The researchers took audio of these calls collected in an earlier paper and then put 194 humans to the test.

“Participants listened to 8 calls when chickens were anticipating a reward, and 8 calls in non-rewarding contexts, and indicated whether the vocalising chicken was experiencing pleasure [or] displeasure, and high [or] low excitement,” the researchers explain.

They found 69% of participants correctly separated reward and non-reward calls, and were slightly better at categorising reward-related calls overall.

The study adds to a long line of research showing humans are pretty good at understanding emotions across the animal kingdom.

“These studies suggest that there are cross-taxa similarities in how emotions are conveyed acoustically and perceived across mammalian groups, and these allow humans to correctly assign emotional contexts to calls produced by other species,” they write.

“There is some evidence for this in more distantly related species, including birds, reptiles and amphibians.”

The researchers believe their study is important for improving animal welfare within the poultry industry.

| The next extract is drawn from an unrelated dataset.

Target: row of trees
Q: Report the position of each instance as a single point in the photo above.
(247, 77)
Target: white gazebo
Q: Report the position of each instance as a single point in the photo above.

“A substantial proportion of participants being able to successfully recognise calls produced in reward-related contexts is significant,” said Professor Joerg Henning, a veterinary epidemiologist from the University of Queensland, who oversaw the study.

“It provides confidence that people involved in chicken husbandry can identify the emotional state of the birds they look after, even if they don’t have prior experience.

“Our hope is that in future research, specific acoustic cues that predict how humans rate arousal in chicken calls could be identified, and these results could potentially be used in artificially intelligent based detection systems to monitor vocalisations in chickens.

“This would allow for the development of automated assessments of compromised or good welfare states within poultry management systems.”